While Large Language Models (LLMs) have achieved remarkable performance, they remain vulnerable to jailbreak. The integration of Large Language Models (LLMs) with external tools via protocols such as the Model Context Protocol (MCP) introduces critical security vulnerabilities, including prompt injection, data exfiltration, and other threats. To counter these challenges, we propose MCP-GUARD, a robust, layered defense architecture designed for LLM-tool interactions. MCP-GUARD employs a three-stage detection pipeline that balances efficiency with accuracy: it progresses from lightweight static scanning for overt threats and a deep neural detector for semantic attacks, to our fine-tuned E5-based model which achieves 96.01\% accuracy in identifying adversarial prompts. Finally, an LLM arbitrator synthesizes these signals to deliver the final decision. To enable rigorous training and evaluation, we introduce MCP-ATTACKBENCH, a comprehensive benchmark comprising 70,448 samples augmented by GPT-4. This benchmark simulates diverse real-world attack vectors that circumvent conventional defenses in the MCP paradigm, thereby laying a solid foundation for future research on securing LLM-tool ecosystems.
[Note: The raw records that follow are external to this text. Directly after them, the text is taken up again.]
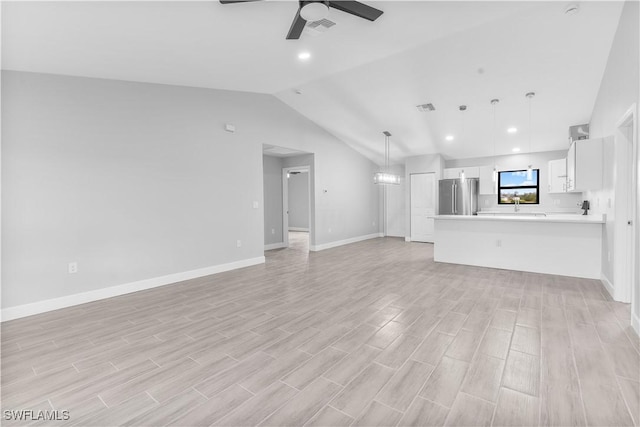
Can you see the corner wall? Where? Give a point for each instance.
(619, 90)
(136, 182)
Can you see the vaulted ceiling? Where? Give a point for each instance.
(363, 77)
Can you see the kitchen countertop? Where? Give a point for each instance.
(527, 217)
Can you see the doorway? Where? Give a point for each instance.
(296, 207)
(627, 268)
(423, 206)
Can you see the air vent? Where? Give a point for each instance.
(321, 23)
(315, 28)
(425, 107)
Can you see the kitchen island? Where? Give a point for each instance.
(563, 244)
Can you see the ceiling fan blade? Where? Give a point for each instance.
(236, 1)
(296, 27)
(358, 9)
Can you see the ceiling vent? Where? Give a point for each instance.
(425, 107)
(316, 28)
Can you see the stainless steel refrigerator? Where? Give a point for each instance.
(458, 196)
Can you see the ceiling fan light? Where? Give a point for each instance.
(315, 11)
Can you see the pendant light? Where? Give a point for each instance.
(462, 109)
(530, 95)
(385, 177)
(494, 102)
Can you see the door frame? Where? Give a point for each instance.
(435, 201)
(285, 201)
(627, 269)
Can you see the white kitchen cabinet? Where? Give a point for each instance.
(469, 172)
(557, 176)
(584, 165)
(487, 184)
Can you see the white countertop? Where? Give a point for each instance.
(527, 217)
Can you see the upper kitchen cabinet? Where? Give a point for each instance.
(558, 176)
(584, 165)
(470, 172)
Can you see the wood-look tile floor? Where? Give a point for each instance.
(373, 333)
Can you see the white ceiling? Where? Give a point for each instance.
(363, 77)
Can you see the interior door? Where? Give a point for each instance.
(423, 206)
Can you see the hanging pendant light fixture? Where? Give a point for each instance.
(386, 177)
(530, 95)
(462, 109)
(494, 102)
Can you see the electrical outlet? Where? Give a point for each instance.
(73, 267)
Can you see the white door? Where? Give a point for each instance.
(423, 206)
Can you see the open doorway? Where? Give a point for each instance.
(626, 225)
(288, 199)
(296, 207)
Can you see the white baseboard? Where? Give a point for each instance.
(316, 248)
(274, 246)
(608, 285)
(25, 310)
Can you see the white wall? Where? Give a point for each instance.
(554, 202)
(619, 90)
(299, 201)
(419, 164)
(137, 181)
(272, 167)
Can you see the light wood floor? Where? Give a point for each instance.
(373, 333)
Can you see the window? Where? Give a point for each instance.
(514, 186)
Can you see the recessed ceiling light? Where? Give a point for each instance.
(572, 9)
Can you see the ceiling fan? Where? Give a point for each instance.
(315, 10)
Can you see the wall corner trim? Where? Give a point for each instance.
(316, 248)
(19, 311)
(635, 323)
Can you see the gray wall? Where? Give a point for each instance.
(554, 202)
(272, 199)
(136, 181)
(299, 201)
(619, 89)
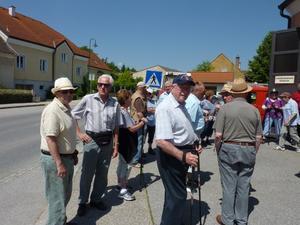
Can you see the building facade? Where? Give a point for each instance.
(41, 55)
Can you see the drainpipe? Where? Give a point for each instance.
(285, 16)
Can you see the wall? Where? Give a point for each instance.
(7, 71)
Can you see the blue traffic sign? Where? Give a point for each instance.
(153, 79)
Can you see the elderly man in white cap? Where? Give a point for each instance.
(101, 114)
(138, 110)
(238, 137)
(58, 153)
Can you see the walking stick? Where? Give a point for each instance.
(142, 178)
(199, 189)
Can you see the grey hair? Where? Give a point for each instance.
(111, 80)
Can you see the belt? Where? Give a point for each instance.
(97, 134)
(185, 147)
(44, 152)
(241, 143)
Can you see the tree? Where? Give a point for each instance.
(205, 66)
(259, 66)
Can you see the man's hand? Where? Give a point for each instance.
(191, 159)
(84, 137)
(61, 170)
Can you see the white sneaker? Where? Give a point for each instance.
(127, 196)
(279, 148)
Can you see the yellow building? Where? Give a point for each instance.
(222, 64)
(41, 55)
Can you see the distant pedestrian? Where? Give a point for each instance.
(238, 137)
(101, 114)
(58, 150)
(175, 139)
(273, 114)
(290, 120)
(128, 141)
(138, 111)
(151, 106)
(167, 89)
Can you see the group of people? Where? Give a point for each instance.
(281, 121)
(176, 120)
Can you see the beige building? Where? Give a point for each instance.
(40, 55)
(167, 73)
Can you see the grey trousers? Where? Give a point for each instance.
(95, 164)
(236, 164)
(58, 190)
(292, 130)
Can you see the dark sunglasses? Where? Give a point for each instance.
(103, 84)
(67, 91)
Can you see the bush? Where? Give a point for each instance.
(15, 96)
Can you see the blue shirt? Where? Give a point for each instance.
(290, 108)
(194, 109)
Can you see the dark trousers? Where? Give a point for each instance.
(150, 132)
(173, 175)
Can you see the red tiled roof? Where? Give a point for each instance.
(96, 62)
(213, 77)
(27, 29)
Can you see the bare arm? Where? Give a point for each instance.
(53, 148)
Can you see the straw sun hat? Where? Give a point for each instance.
(239, 86)
(62, 83)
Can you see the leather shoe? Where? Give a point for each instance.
(81, 210)
(219, 220)
(98, 205)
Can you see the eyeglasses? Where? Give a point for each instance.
(103, 84)
(67, 91)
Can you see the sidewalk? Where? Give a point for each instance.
(275, 193)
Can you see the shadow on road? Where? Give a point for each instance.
(192, 213)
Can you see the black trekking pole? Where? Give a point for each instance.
(142, 178)
(199, 181)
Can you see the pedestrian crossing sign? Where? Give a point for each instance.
(153, 79)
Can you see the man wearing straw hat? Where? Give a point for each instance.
(58, 154)
(238, 136)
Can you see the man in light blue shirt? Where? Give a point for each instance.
(290, 120)
(194, 109)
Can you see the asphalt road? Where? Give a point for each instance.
(21, 181)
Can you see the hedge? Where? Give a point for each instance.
(15, 96)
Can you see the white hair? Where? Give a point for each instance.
(111, 80)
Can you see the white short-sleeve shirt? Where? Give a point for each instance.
(173, 123)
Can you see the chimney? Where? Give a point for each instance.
(12, 11)
(237, 62)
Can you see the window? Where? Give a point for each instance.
(21, 62)
(43, 65)
(78, 71)
(64, 57)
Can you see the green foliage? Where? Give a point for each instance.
(15, 96)
(259, 66)
(205, 66)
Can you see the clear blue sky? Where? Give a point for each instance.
(178, 34)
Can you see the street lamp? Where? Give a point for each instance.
(91, 76)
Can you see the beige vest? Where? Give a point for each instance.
(133, 111)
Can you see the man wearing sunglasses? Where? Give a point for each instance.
(58, 154)
(101, 114)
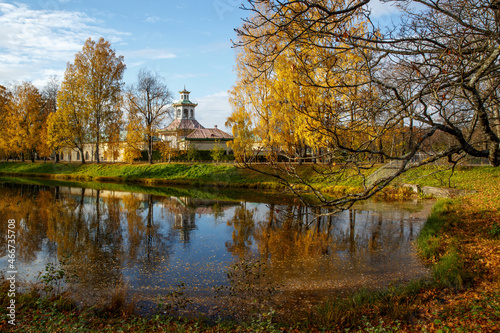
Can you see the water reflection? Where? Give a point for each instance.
(152, 242)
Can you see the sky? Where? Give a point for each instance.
(187, 42)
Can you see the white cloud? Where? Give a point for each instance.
(213, 110)
(34, 42)
(150, 54)
(380, 9)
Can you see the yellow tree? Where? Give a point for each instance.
(5, 110)
(69, 126)
(25, 120)
(134, 140)
(98, 73)
(148, 101)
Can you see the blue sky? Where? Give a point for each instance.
(186, 42)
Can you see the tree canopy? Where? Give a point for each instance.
(319, 78)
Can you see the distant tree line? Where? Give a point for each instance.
(86, 108)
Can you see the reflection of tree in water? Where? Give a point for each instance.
(298, 232)
(244, 225)
(147, 245)
(31, 207)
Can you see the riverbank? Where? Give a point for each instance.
(229, 175)
(461, 242)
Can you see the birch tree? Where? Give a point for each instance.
(148, 102)
(433, 75)
(98, 74)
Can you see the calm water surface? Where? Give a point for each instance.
(150, 242)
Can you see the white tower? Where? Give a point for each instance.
(184, 109)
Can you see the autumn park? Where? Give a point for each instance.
(358, 190)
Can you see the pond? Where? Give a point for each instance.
(194, 243)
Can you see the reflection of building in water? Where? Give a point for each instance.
(185, 210)
(185, 222)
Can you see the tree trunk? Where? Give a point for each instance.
(150, 149)
(83, 157)
(97, 151)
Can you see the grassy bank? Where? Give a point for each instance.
(460, 241)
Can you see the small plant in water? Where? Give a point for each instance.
(249, 291)
(175, 300)
(53, 278)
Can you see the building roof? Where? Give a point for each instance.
(208, 133)
(180, 124)
(185, 102)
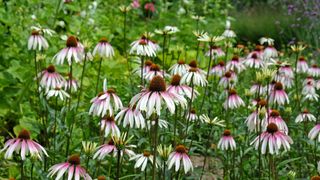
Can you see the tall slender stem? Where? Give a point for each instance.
(154, 169)
(98, 77)
(118, 163)
(206, 155)
(163, 53)
(142, 65)
(21, 170)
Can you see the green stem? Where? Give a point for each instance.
(118, 163)
(154, 169)
(206, 155)
(98, 77)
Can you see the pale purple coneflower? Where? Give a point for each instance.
(270, 53)
(308, 88)
(70, 83)
(105, 149)
(142, 160)
(254, 60)
(143, 47)
(218, 69)
(272, 140)
(257, 88)
(57, 92)
(215, 52)
(226, 142)
(145, 69)
(253, 121)
(309, 92)
(273, 116)
(105, 102)
(37, 41)
(153, 71)
(150, 100)
(278, 95)
(175, 158)
(103, 49)
(179, 68)
(24, 144)
(73, 51)
(109, 126)
(72, 167)
(50, 78)
(314, 132)
(233, 100)
(184, 90)
(192, 115)
(305, 116)
(314, 71)
(302, 65)
(309, 79)
(195, 75)
(228, 33)
(228, 80)
(286, 70)
(235, 65)
(135, 4)
(132, 117)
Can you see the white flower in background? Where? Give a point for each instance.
(228, 33)
(37, 41)
(73, 52)
(57, 92)
(266, 40)
(142, 160)
(105, 102)
(103, 49)
(143, 47)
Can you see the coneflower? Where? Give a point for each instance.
(73, 50)
(50, 79)
(216, 51)
(103, 49)
(272, 140)
(132, 117)
(274, 117)
(179, 68)
(109, 126)
(24, 145)
(302, 65)
(227, 142)
(153, 71)
(150, 100)
(233, 100)
(143, 47)
(305, 116)
(142, 160)
(72, 167)
(235, 65)
(180, 154)
(218, 69)
(184, 90)
(105, 102)
(278, 95)
(195, 75)
(37, 41)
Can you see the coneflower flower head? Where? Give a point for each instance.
(24, 144)
(104, 49)
(150, 100)
(37, 41)
(227, 142)
(72, 166)
(72, 51)
(180, 154)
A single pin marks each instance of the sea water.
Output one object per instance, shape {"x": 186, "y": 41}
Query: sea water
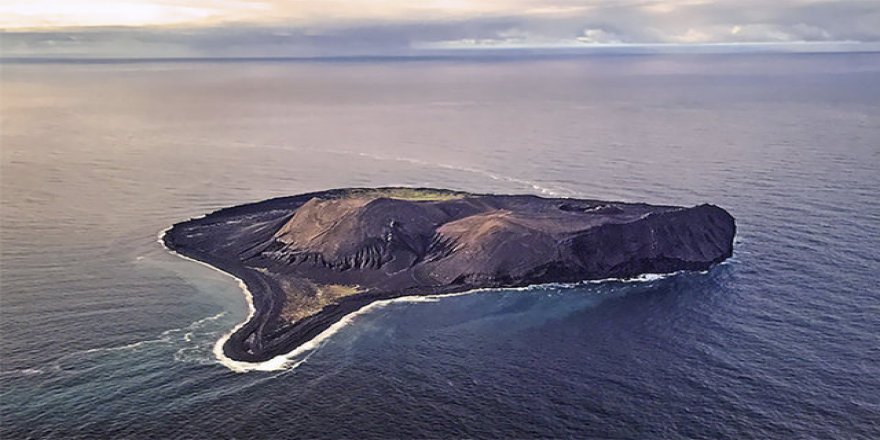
{"x": 106, "y": 334}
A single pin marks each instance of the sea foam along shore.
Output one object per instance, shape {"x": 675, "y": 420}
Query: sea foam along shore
{"x": 286, "y": 361}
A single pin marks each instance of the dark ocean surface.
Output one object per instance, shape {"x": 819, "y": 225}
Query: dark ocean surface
{"x": 106, "y": 335}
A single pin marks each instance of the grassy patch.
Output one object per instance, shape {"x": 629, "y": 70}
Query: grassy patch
{"x": 299, "y": 306}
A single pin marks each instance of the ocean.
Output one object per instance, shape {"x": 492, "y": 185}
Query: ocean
{"x": 107, "y": 335}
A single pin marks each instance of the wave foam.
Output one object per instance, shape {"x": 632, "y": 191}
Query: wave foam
{"x": 286, "y": 361}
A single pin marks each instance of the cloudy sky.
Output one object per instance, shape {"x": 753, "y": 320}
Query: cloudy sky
{"x": 266, "y": 28}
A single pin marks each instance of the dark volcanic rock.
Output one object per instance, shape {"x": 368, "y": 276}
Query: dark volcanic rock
{"x": 311, "y": 259}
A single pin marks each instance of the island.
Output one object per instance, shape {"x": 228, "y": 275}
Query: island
{"x": 309, "y": 260}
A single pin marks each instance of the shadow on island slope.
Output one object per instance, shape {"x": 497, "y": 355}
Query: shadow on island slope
{"x": 309, "y": 260}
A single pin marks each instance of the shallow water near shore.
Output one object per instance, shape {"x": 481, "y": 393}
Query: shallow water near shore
{"x": 105, "y": 334}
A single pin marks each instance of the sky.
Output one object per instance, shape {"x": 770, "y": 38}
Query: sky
{"x": 314, "y": 28}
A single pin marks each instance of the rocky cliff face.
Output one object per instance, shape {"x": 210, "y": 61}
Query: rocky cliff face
{"x": 311, "y": 259}
{"x": 496, "y": 239}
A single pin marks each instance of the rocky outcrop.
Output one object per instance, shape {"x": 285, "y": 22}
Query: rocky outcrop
{"x": 391, "y": 242}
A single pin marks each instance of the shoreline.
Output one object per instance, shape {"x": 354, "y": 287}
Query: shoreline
{"x": 283, "y": 361}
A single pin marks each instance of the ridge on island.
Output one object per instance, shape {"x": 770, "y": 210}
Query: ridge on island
{"x": 311, "y": 259}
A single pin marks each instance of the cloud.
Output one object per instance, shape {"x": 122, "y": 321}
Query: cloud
{"x": 380, "y": 27}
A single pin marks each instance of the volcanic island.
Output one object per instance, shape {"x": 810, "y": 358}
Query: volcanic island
{"x": 309, "y": 260}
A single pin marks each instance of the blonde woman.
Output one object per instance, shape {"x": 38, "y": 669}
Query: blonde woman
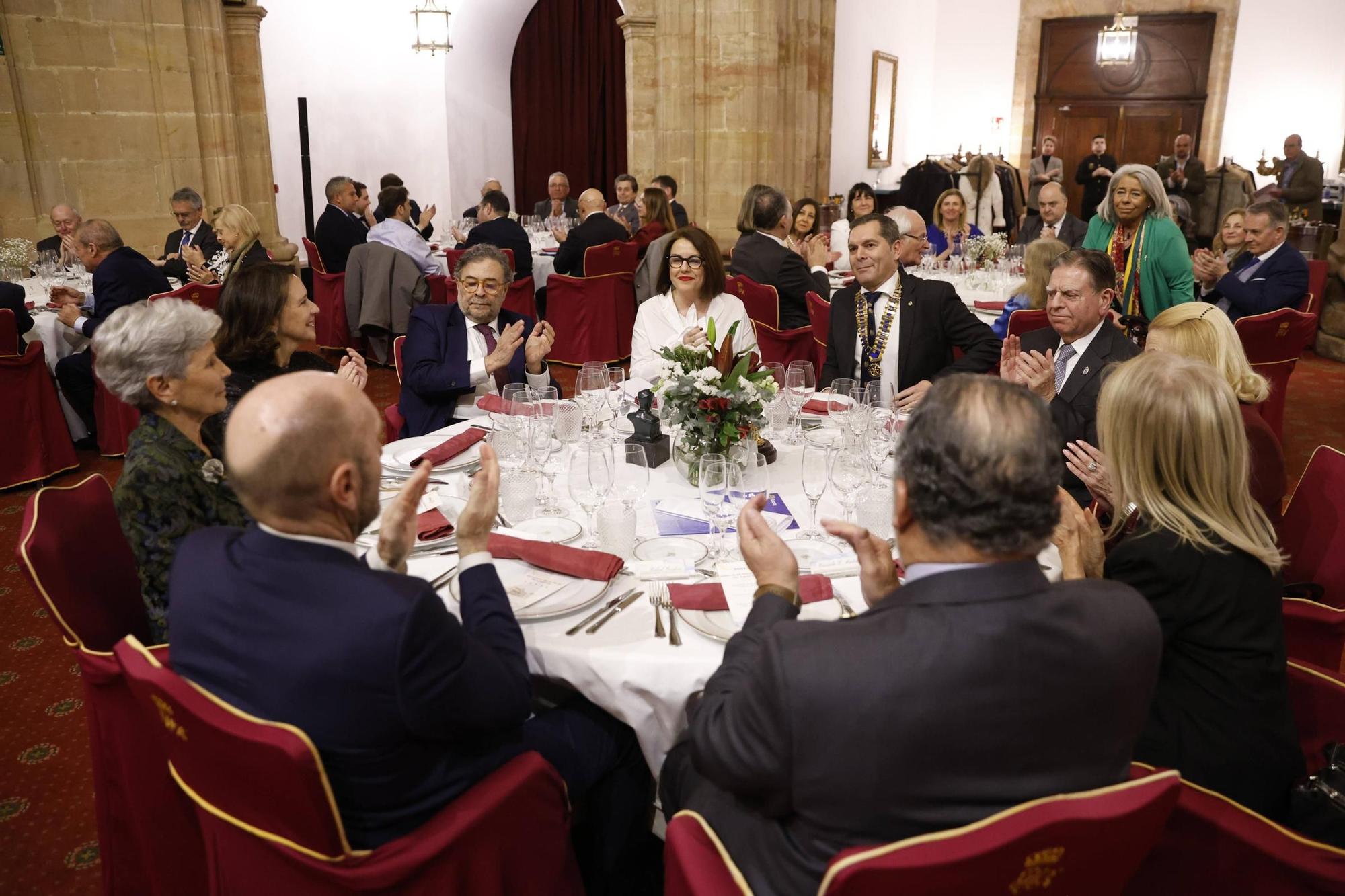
{"x": 1204, "y": 556}
{"x": 239, "y": 236}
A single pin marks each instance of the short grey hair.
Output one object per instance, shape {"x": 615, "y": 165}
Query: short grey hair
{"x": 150, "y": 339}
{"x": 188, "y": 194}
{"x": 1149, "y": 182}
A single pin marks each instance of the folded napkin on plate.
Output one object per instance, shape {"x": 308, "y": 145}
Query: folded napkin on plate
{"x": 453, "y": 448}
{"x": 563, "y": 559}
{"x": 432, "y": 525}
{"x": 711, "y": 595}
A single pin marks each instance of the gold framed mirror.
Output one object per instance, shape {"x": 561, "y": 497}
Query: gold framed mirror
{"x": 883, "y": 110}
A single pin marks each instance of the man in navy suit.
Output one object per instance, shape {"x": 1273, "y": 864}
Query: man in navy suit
{"x": 407, "y": 704}
{"x": 454, "y": 354}
{"x": 122, "y": 276}
{"x": 1266, "y": 278}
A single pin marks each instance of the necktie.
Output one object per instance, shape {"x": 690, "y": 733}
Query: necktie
{"x": 502, "y": 374}
{"x": 1062, "y": 357}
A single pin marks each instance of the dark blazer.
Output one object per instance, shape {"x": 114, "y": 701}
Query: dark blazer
{"x": 505, "y": 235}
{"x": 337, "y": 233}
{"x": 592, "y": 232}
{"x": 933, "y": 323}
{"x": 1221, "y": 712}
{"x": 204, "y": 239}
{"x": 407, "y": 705}
{"x": 956, "y": 697}
{"x": 762, "y": 259}
{"x": 124, "y": 278}
{"x": 1281, "y": 282}
{"x": 435, "y": 365}
{"x": 1075, "y": 407}
{"x": 1071, "y": 231}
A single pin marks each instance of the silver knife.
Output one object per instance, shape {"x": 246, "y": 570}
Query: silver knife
{"x": 598, "y": 612}
{"x": 626, "y": 602}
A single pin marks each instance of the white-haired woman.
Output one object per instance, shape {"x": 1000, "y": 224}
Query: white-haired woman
{"x": 1135, "y": 227}
{"x": 1204, "y": 555}
{"x": 161, "y": 358}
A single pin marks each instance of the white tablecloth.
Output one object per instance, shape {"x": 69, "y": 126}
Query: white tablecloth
{"x": 623, "y": 667}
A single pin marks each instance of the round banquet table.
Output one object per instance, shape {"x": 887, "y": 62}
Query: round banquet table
{"x": 623, "y": 667}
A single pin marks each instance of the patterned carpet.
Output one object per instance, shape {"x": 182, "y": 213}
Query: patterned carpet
{"x": 49, "y": 844}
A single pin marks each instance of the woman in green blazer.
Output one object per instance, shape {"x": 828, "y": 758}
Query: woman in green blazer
{"x": 1136, "y": 228}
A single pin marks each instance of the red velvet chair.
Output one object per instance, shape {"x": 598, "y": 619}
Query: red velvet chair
{"x": 1312, "y": 530}
{"x": 149, "y": 838}
{"x": 1089, "y": 842}
{"x": 1273, "y": 343}
{"x": 696, "y": 861}
{"x": 594, "y": 318}
{"x": 609, "y": 259}
{"x": 37, "y": 443}
{"x": 271, "y": 822}
{"x": 1213, "y": 845}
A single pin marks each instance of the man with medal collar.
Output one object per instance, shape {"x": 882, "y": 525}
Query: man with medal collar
{"x": 898, "y": 329}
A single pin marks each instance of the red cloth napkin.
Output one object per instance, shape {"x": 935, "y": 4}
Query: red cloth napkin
{"x": 563, "y": 559}
{"x": 453, "y": 448}
{"x": 432, "y": 525}
{"x": 711, "y": 595}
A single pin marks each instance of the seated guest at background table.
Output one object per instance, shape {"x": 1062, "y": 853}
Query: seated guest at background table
{"x": 240, "y": 247}
{"x": 1036, "y": 261}
{"x": 1266, "y": 278}
{"x": 952, "y": 228}
{"x": 670, "y": 190}
{"x": 496, "y": 228}
{"x": 267, "y": 315}
{"x": 898, "y": 329}
{"x": 122, "y": 276}
{"x": 559, "y": 205}
{"x": 455, "y": 354}
{"x": 1204, "y": 555}
{"x": 595, "y": 229}
{"x": 762, "y": 255}
{"x": 860, "y": 202}
{"x": 1065, "y": 364}
{"x": 420, "y": 220}
{"x": 193, "y": 231}
{"x": 338, "y": 231}
{"x": 817, "y": 736}
{"x": 1135, "y": 227}
{"x": 396, "y": 231}
{"x": 407, "y": 705}
{"x": 1054, "y": 220}
{"x": 159, "y": 357}
{"x": 692, "y": 295}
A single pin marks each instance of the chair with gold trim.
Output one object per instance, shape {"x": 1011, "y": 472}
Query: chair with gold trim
{"x": 271, "y": 822}
{"x": 1089, "y": 842}
{"x": 149, "y": 838}
{"x": 1215, "y": 845}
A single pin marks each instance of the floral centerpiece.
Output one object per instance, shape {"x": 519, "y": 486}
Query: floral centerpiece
{"x": 712, "y": 397}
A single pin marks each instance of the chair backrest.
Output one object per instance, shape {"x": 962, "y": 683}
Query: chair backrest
{"x": 611, "y": 257}
{"x": 1315, "y": 633}
{"x": 1027, "y": 319}
{"x": 95, "y": 602}
{"x": 1089, "y": 842}
{"x": 762, "y": 302}
{"x": 1313, "y": 530}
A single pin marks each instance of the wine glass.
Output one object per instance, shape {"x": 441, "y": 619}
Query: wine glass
{"x": 590, "y": 482}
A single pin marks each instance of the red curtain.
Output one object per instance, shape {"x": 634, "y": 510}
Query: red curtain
{"x": 568, "y": 99}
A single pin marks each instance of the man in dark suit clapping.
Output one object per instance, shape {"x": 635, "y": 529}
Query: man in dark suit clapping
{"x": 972, "y": 688}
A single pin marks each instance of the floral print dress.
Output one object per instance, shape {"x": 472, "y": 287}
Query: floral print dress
{"x": 169, "y": 489}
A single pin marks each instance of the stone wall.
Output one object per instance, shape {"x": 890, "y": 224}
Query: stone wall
{"x": 111, "y": 106}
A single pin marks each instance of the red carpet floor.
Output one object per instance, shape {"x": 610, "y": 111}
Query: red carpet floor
{"x": 49, "y": 842}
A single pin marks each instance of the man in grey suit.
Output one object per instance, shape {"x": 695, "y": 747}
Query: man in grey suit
{"x": 973, "y": 686}
{"x": 1054, "y": 220}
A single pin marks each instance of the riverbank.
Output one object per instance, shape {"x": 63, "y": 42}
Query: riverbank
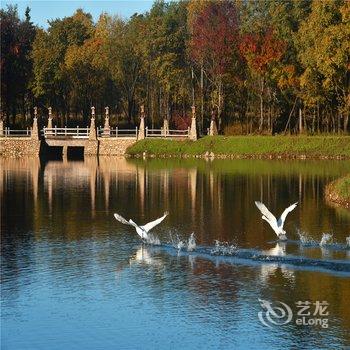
{"x": 338, "y": 191}
{"x": 269, "y": 147}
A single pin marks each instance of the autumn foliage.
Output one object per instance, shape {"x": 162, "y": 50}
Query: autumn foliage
{"x": 261, "y": 49}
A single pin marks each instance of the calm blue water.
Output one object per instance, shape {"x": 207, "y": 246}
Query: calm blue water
{"x": 74, "y": 278}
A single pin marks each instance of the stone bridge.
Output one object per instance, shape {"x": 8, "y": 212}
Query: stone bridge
{"x": 101, "y": 141}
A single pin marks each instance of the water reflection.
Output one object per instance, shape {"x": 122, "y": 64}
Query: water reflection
{"x": 62, "y": 247}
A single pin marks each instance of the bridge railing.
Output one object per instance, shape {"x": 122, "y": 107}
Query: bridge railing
{"x": 74, "y": 133}
{"x": 7, "y": 132}
{"x": 171, "y": 133}
{"x": 116, "y": 132}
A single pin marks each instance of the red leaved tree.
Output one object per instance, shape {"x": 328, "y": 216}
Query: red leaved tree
{"x": 213, "y": 42}
{"x": 261, "y": 50}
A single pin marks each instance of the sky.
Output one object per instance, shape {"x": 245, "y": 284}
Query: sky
{"x": 42, "y": 11}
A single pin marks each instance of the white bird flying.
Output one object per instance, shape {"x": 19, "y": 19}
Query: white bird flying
{"x": 142, "y": 231}
{"x": 277, "y": 225}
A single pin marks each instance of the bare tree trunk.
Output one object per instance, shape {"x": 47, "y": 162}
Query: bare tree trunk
{"x": 346, "y": 122}
{"x": 261, "y": 106}
{"x": 202, "y": 99}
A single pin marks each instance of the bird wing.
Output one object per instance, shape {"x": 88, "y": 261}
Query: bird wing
{"x": 282, "y": 219}
{"x": 268, "y": 216}
{"x": 150, "y": 225}
{"x": 125, "y": 222}
{"x": 265, "y": 211}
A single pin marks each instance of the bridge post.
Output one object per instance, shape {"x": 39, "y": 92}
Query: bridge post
{"x": 35, "y": 133}
{"x": 141, "y": 134}
{"x": 92, "y": 133}
{"x": 106, "y": 128}
{"x": 49, "y": 121}
{"x": 64, "y": 151}
{"x": 165, "y": 127}
{"x": 1, "y": 127}
{"x": 213, "y": 130}
{"x": 91, "y": 146}
{"x": 193, "y": 130}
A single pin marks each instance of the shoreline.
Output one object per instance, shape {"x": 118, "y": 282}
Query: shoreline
{"x": 338, "y": 192}
{"x": 246, "y": 147}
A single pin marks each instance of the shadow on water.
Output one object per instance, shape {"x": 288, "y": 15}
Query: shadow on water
{"x": 62, "y": 247}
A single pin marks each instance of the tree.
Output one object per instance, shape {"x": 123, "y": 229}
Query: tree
{"x": 51, "y": 83}
{"x": 16, "y": 65}
{"x": 213, "y": 43}
{"x": 324, "y": 46}
{"x": 260, "y": 51}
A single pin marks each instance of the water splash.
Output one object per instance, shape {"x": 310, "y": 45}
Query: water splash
{"x": 191, "y": 244}
{"x": 305, "y": 240}
{"x": 327, "y": 238}
{"x": 153, "y": 239}
{"x": 221, "y": 248}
翻译：尽管大型语言模型（LLM）已取得显著性能，其仍易受越狱攻击。大型语言模型（LLM）通过模型上下文协议（MCP）等协议与外部工具集成，引入了关键安全漏洞，包括提示注入、数据窃取及其他威胁。为应对这些挑战，我们提出了MCP-GUARD——一个专为LLM-工具交互设计的鲁棒分层防御架构。MCP-GUARD采用三阶段检测流水线，在效率与准确性间取得平衡：从针对显性威胁的轻量级静态扫描，到针对语义攻击的深度神经检测器，最终通过我们微调的基于E5的模型（其识别对抗性提示的准确率达96.01%）完成检测。最终，LLM仲裁器综合这些信号作出最终决策。为支持严格的训练与评估，我们构建了MCP-ATTACKBENCH综合基准数据集，该数据集包含经GPT-4增强的70,448个样本，模拟了MCP范式中规避传统防御的多样化现实攻击向量，从而为未来保护LLM-工具生态系统的研究奠定了坚实基础。